The nature of the bedrock not only affects the topography and drainage basins, but also determines the nature of the soils, which ultimately defines the flora and fauna of any given locale.  It does so by it’s tendency to create soils with varying capacity to supply and hold nutrients and water, stabilize pH, and enable the creation of soil structure.

 

Quartzite formations tend to be beach sands, or similarly formed depositions.  As you can imagine, beach sands are generally devoid of organics and nutrients.  Additionally, due to their molecular structure, quartzites do not tend to hold much moisture; having more of a tendency to crack, or fracture, thus, limiting the moisture content of the soil.  (Quartzite formations are known for rocky talus slopes; a good example being the Erwin formation of the SNP’s southern district.) 

 

The ability to neutralize acid is called buffering capacity. Quartzites have a low-buffering capacity.  This means they are extremely subject to becoming acidic, from the inability to buffer the carbonic acids supplied in acid rain.  The type of soil and bedrock are very important to buffering capacity (thus, pH and life forms). The amount of carbonate minerals present is the most important factor. If the watershed contains a lot of limestone or dolomite bedrock, it will likely have enough buffering capacity to withstand even the most severe acid rain without any degradation of the environment. On the other hand, if the bedrock in the watershed is mostly quartzite or shale, there may not be enough buffering capacity and the pH will become acidic.  The acidification of streams and lakes tends to get worse over time as the buffering capacity in the watershed is depleted. When the pH of the water gets lower, metals in the soil and stream bed become more soluble and dissolve into the water.

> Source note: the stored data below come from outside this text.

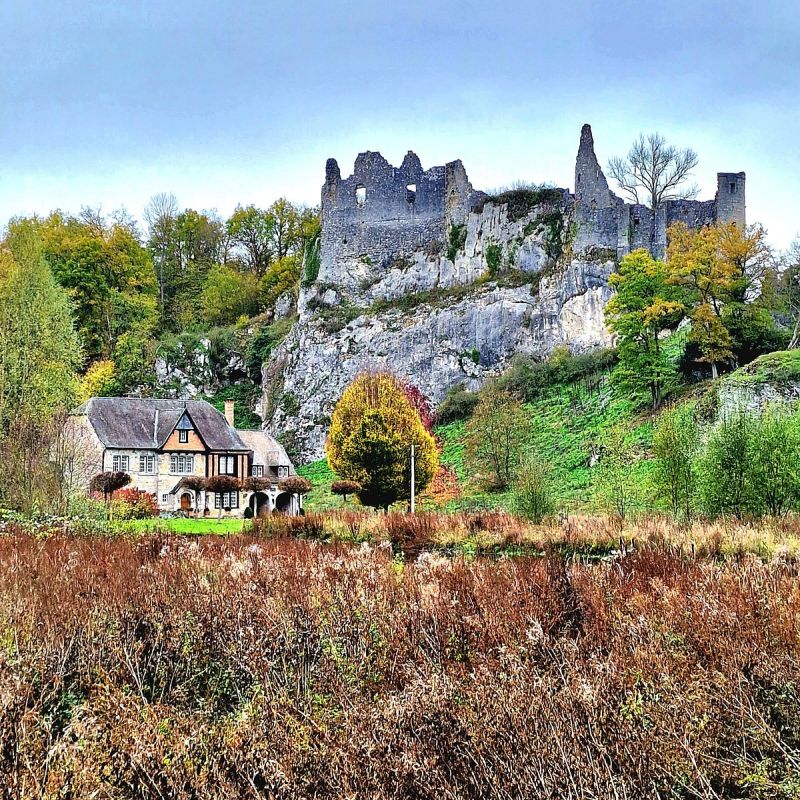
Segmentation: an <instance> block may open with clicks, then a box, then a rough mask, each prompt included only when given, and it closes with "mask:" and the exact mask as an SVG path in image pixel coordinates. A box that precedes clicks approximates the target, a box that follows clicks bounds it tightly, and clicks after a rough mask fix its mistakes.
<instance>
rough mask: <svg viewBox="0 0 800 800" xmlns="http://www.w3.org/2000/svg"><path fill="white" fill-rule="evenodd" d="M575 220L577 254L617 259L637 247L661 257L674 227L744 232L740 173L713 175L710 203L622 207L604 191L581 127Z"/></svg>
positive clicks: (674, 201) (743, 183) (590, 140)
mask: <svg viewBox="0 0 800 800" xmlns="http://www.w3.org/2000/svg"><path fill="white" fill-rule="evenodd" d="M575 215H576V222H577V224H578V233H577V238H576V246H577V248H578V249H587V248H598V249H603V250H615V251H616V253H617V258H618V259H619V258H622V257H623V256H625V255H627V253H629V252H631V250H636V249H638V248H641V247H643V248H645V249H647V250H650V251H651V252H652V253H653V255H654V256H656V257H663V255H664V252H665V251H666V247H667V229H668V228H669V226H670V225H672V224H674V223H676V222H684V223H686V225H688V226H689V227H690V228H700V227H702V226H704V225H713V224H714V223H715V222H735V223H736V224H737V225H741V226H742V227H744V225H745V174H744V172H738V173H730V172H720V173H717V195H716V197H715V198H714V200H668V201H667V202H665V203H664V205H663V206H661V207H660V208H658V209H657V210H656V212H655V213H654V212H653V211H652V209H650V208H648V207H647V206H645V205H642V204H631V203H626V202H624V201H623V200H622V198H620V197H617V196H616V195H615V194H614V193H613V192H612V191H611V190H610V189H609V188H608V181H607V180H606V177H605V175H604V174H603V170H602V168H601V167H600V163H599V161H598V160H597V156H596V155H595V151H594V139H593V137H592V129H591V127H590V126H589V125H584V126H583V128H582V130H581V139H580V144H579V146H578V155H577V157H576V159H575Z"/></svg>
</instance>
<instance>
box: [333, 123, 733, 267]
mask: <svg viewBox="0 0 800 800" xmlns="http://www.w3.org/2000/svg"><path fill="white" fill-rule="evenodd" d="M485 197H486V196H485V195H484V194H483V193H482V192H477V191H475V190H474V189H473V188H472V185H471V184H470V182H469V179H468V178H467V174H466V171H465V169H464V166H463V165H462V163H461V162H460V161H452V162H450V163H449V164H446V165H445V166H441V167H431V168H430V169H428V170H423V169H422V166H421V164H420V160H419V158H418V157H417V156H416V155H415V154H414V153H412V152H409V153H408V155H406V157H405V158H404V159H403V163H402V164H401V165H400V167H397V168H396V167H393V166H392V165H391V164H389V162H388V161H387V160H386V159H385V158H384V157H383V156H382V155H381V154H380V153H372V152H367V153H361V154H360V155H359V156H358V158H357V159H356V162H355V166H354V168H353V174H352V175H351V176H350V177H349V178H344V179H343V178H342V176H341V172H340V170H339V165H338V164H337V162H336V160H335V159H329V160H328V163H327V165H326V169H325V185H324V186H323V189H322V266H321V272H320V280H322V281H324V280H325V279H326V276H328V275H331V276H332V275H334V274H336V272H337V270H336V264H337V263H341V262H343V261H346V260H348V259H354V258H361V259H365V260H366V259H368V260H369V262H370V263H372V264H374V265H380V264H386V263H388V262H390V261H391V260H392V259H393V258H396V257H397V256H398V255H400V254H410V253H413V252H416V251H420V250H426V249H429V248H431V247H435V246H436V243H439V244H440V245H441V244H442V243H444V242H445V241H446V238H447V232H448V230H449V228H450V226H452V225H457V224H462V223H464V222H465V220H466V218H467V215H468V214H469V212H470V211H471V210H474V209H475V207H476V206H477V205H478V204H479V203H481V202H482V201H483V200H485ZM565 197H566V199H567V202H568V204H569V205H571V210H572V213H573V218H574V221H575V222H576V223H577V238H576V241H575V243H574V245H575V250H576V251H581V250H585V249H587V248H598V249H602V250H604V251H609V250H610V251H614V252H616V254H617V258H621V257H622V256H624V255H625V254H626V253H628V252H630V251H631V250H634V249H636V248H639V247H646V248H649V249H651V250H652V252H653V253H654V254H655V255H657V256H660V255H662V254H663V252H664V249H665V247H666V231H667V228H668V227H669V226H670V225H671V224H673V223H674V222H678V221H680V222H685V223H686V224H687V225H688V226H689V227H691V228H696V227H700V226H702V225H707V224H712V223H714V222H729V221H733V222H736V223H737V224H739V225H742V226H744V224H745V174H744V172H737V173H733V172H719V173H717V194H716V197H715V198H714V199H713V200H706V201H696V200H670V201H667V202H666V203H664V205H663V206H662V207H660V208H659V209H658V211H657V217H656V219H655V224H654V220H653V212H652V211H651V209H649V208H648V207H647V206H645V205H632V204H630V203H626V202H624V201H623V200H622V199H621V198H620V197H617V196H616V195H615V194H614V193H613V192H612V191H611V190H610V189H609V187H608V182H607V180H606V177H605V175H604V174H603V170H602V169H601V167H600V164H599V162H598V160H597V156H596V155H595V152H594V140H593V138H592V129H591V127H590V126H589V125H584V126H583V129H582V130H581V139H580V145H579V147H578V155H577V159H576V163H575V190H574V194H569V193H566V192H565Z"/></svg>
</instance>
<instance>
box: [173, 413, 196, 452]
mask: <svg viewBox="0 0 800 800" xmlns="http://www.w3.org/2000/svg"><path fill="white" fill-rule="evenodd" d="M175 428H176V429H177V431H178V441H179V442H180V443H181V444H188V443H189V431H191V430H193V429H194V426H193V425H192V421H191V420H190V419H189V415H188V414H187V413H186V412H185V411H184V413H183V416H182V417H181V418H180V419H179V420H178V424H177V425H176V426H175Z"/></svg>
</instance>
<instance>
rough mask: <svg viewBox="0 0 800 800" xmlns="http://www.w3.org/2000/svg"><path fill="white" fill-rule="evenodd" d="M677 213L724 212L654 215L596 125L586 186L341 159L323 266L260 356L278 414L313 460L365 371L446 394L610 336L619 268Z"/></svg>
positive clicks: (682, 212)
mask: <svg viewBox="0 0 800 800" xmlns="http://www.w3.org/2000/svg"><path fill="white" fill-rule="evenodd" d="M725 175H727V173H725ZM743 181H744V177H743V176H742V178H741V184H740V185H739V184H737V188H740V190H741V196H742V203H743V193H744V184H743ZM742 209H743V206H742ZM742 213H743V211H742ZM647 214H650V217H647ZM676 215H679V216H680V218H681V219H684V221H687V222H688V223H689V224H690V225H695V224H704V223H705V222H708V221H710V220H711V221H713V219H715V218H717V216H716V215H717V201H716V200H715V201H709V202H707V203H694V202H691V201H680V206H676V207H675V208H670V207H666V208H664V209H661V210H660V212H659V213H658V214H656V215H652V214H651V212H650V211H649V209H644V207H640V206H629V205H626V204H625V203H623V201H622V200H620V199H619V198H617V197H616V196H615V195H614V194H613V193H612V192H611V191H610V190H609V189H608V184H607V182H606V179H605V177H604V176H603V173H602V170H601V168H600V165H599V163H598V161H597V158H596V156H595V152H594V142H593V139H592V133H591V129H590V128H589V126H588V125H587V126H584V129H583V131H582V133H581V140H580V146H579V150H578V157H577V162H576V192H575V194H574V195H573V194H572V193H570V192H569V191H567V190H564V189H552V188H529V189H518V190H514V191H510V192H506V193H505V194H503V195H500V196H498V197H494V198H491V197H487V196H486V195H485V194H483V193H482V192H478V191H475V190H474V189H473V187H472V185H471V184H470V182H469V180H468V178H467V174H466V171H465V170H464V167H463V165H462V164H461V162H460V161H454V162H452V163H450V164H447V165H445V166H443V167H432V168H431V169H429V170H427V171H425V170H423V169H422V166H421V164H420V161H419V159H418V158H417V157H416V155H414V154H413V153H409V154H408V155H407V156H406V158H405V159H404V160H403V163H402V165H401V166H400V167H392V166H391V165H390V164H389V163H388V162H387V161H386V160H385V159H384V158H383V157H382V156H381V155H380V154H379V153H363V154H361V155H360V156H359V157H358V159H357V160H356V163H355V166H354V170H353V175H351V176H350V177H348V178H346V179H342V177H341V173H340V170H339V166H338V164H337V163H336V162H335V161H334V160H333V159H331V160H329V161H328V164H327V167H326V180H325V185H324V186H323V189H322V235H321V259H320V267H319V272H318V274H317V275H316V276H311V277H312V278H313V280H311V281H309V282H308V284H307V285H305V286H304V287H303V288H302V289H301V293H300V299H299V304H298V307H299V315H300V316H299V320H298V322H297V323H296V325H295V326H294V328H293V329H292V331H291V333H290V334H289V336H288V337H287V339H286V340H285V341H284V343H283V344H282V345H281V347H279V348H278V349H277V350H276V351H275V352H274V353H273V356H272V358H271V359H270V361H269V362H268V363H266V364H265V365H264V369H263V384H264V390H265V404H264V405H265V410H266V419H267V422H266V424H267V426H268V427H269V429H270V430H271V432H272V433H274V434H276V435H278V436H280V437H281V438H282V440H283V441H284V443H286V444H287V445H289V446H290V447H291V448H292V449H293V450H294V451H295V452H296V454H297V456H298V457H299V459H300V460H311V459H314V458H318V457H320V456H321V455H322V453H323V446H324V440H325V435H326V431H327V426H328V423H329V419H330V414H331V411H332V409H333V406H334V404H335V403H336V401H337V399H338V398H339V396H340V395H341V393H342V391H343V390H344V388H345V386H346V385H347V384H348V383H349V382H350V380H352V378H353V377H354V376H355V375H356V374H358V373H359V372H360V371H362V370H364V369H388V370H391V371H393V372H395V373H396V374H398V375H401V376H403V377H406V378H408V380H410V381H411V382H412V383H414V384H415V385H417V386H418V387H419V388H420V389H421V390H422V391H423V392H424V393H425V394H426V395H427V396H428V397H429V398H430V399H431V400H432V401H433V402H435V403H436V402H439V401H440V400H441V399H442V398H443V397H444V395H445V394H446V392H447V390H448V389H449V388H450V387H452V386H454V385H455V384H458V383H465V384H466V385H468V386H470V387H473V388H477V387H478V386H479V385H480V384H481V383H482V382H483V381H484V380H485V379H486V378H487V377H488V376H491V375H494V374H497V373H498V372H500V371H502V370H503V369H504V368H505V366H506V365H507V364H508V361H509V360H510V359H511V358H512V357H513V356H514V355H515V354H516V353H528V354H533V355H536V356H541V357H544V356H546V355H547V354H548V353H549V352H550V351H552V349H553V348H554V347H556V346H558V345H567V346H568V347H569V348H570V349H572V350H574V351H580V350H585V349H589V348H593V347H597V346H601V345H607V344H609V343H610V340H609V335H608V333H607V331H606V329H605V326H604V324H603V309H604V307H605V303H606V302H607V300H608V298H609V297H610V294H611V291H610V289H609V285H608V277H609V275H610V274H611V272H612V271H613V270H614V267H615V265H616V263H617V260H618V259H619V258H620V257H621V256H623V255H624V254H625V253H627V252H629V251H630V250H631V249H633V248H634V247H637V246H642V245H645V246H650V247H651V248H652V247H653V242H656V243H658V242H661V241H663V238H664V236H663V231H664V230H665V227H664V226H665V225H666V224H668V222H669V221H670V220H673V219H674V218H675V216H676ZM641 220H645V222H646V224H649V225H651V226H652V230H651V231H650V233H649V234H645V233H644V231H643V230H642V231H640V228H639V226H640V225H641V224H642V223H641ZM647 220H649V222H647Z"/></svg>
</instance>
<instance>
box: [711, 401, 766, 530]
mask: <svg viewBox="0 0 800 800" xmlns="http://www.w3.org/2000/svg"><path fill="white" fill-rule="evenodd" d="M753 434H754V419H753V417H752V415H751V414H749V413H747V411H745V410H743V409H742V410H739V411H736V412H733V413H729V414H726V415H725V416H723V418H722V419H721V420H720V422H719V423H718V425H717V426H716V427H715V428H714V429H713V430H712V432H711V435H710V436H709V438H708V442H707V444H706V448H705V452H704V453H703V455H702V457H701V460H700V464H699V469H700V475H701V479H700V490H701V502H702V508H703V511H704V512H705V513H706V514H707V515H708V516H710V517H717V516H722V515H724V514H733V515H734V516H736V517H738V518H739V519H741V518H742V517H743V516H744V515H745V513H746V512H747V511H748V509H749V508H751V507H752V506H751V502H750V500H751V488H752V486H751V482H752V473H751V465H752V463H753V459H754V457H755V449H756V441H755V437H754V435H753Z"/></svg>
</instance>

These metals, especially aluminum, reach levels that are toxic to aquatic life, and this is how acid rain kills the fish.

 

These same quartzite-derived soils, deprived of nutrients, have a reduced microorganism base.  This paucity of animal life, along with the limited plant growth, limits the development of organic humus on quartzite bedrock.  It is the organic humus contribution to mineral soils that create the structure of soils, so important to movement of fungus, bacteria and other microorganisms, plant roots, as well as water and oxygen through the soil.  In the case of our quartzite soils, the mineral portion of the soil is principally sand, which does not hold water or nutrients.  (On the opposite extreme, the shales, consisting mainly of clays, in the absence of organic humus, also have no structure.  However, in this case, the clay soil lack the pore space necessary to hold oxygen, and changes from rock hard when dry to highly erodible and slippery when water saturated, creating an a very volatile and inhospitable habitat.)

 

Thus, our resistant quartzite ridge tops tend to create infertile, dry, and acidic sandy soils.  Of course, there are plants that have adapted to this habitat, namely, oaks, pines, and ericaceous acid-loving plants of the heath family, like azaleas, blueberries, huckleberries, rhododendron and mountain laurel.  Pink lady slippers also prefer this acidic, well-drained habitat.  In fact, the tannins from the oak leaves are acidic in nature, and will continue to ensure that the soils are acidic, self-perpetuating the favorable habitat of the oak forest (Think Gaia.)

 

One final attribute is associated with our quartzite formations.  That would be cliffs.  These highly resistant rocks, known to fracture, produce the cliffs of Rip Rap trail, Buzzard Rocks (of Massanutten fame – as well as most other ‘buzzard rocks’), Big Schloss, and, perhaps most well known, Seneca Rocks of WV and North Mtn cliffs.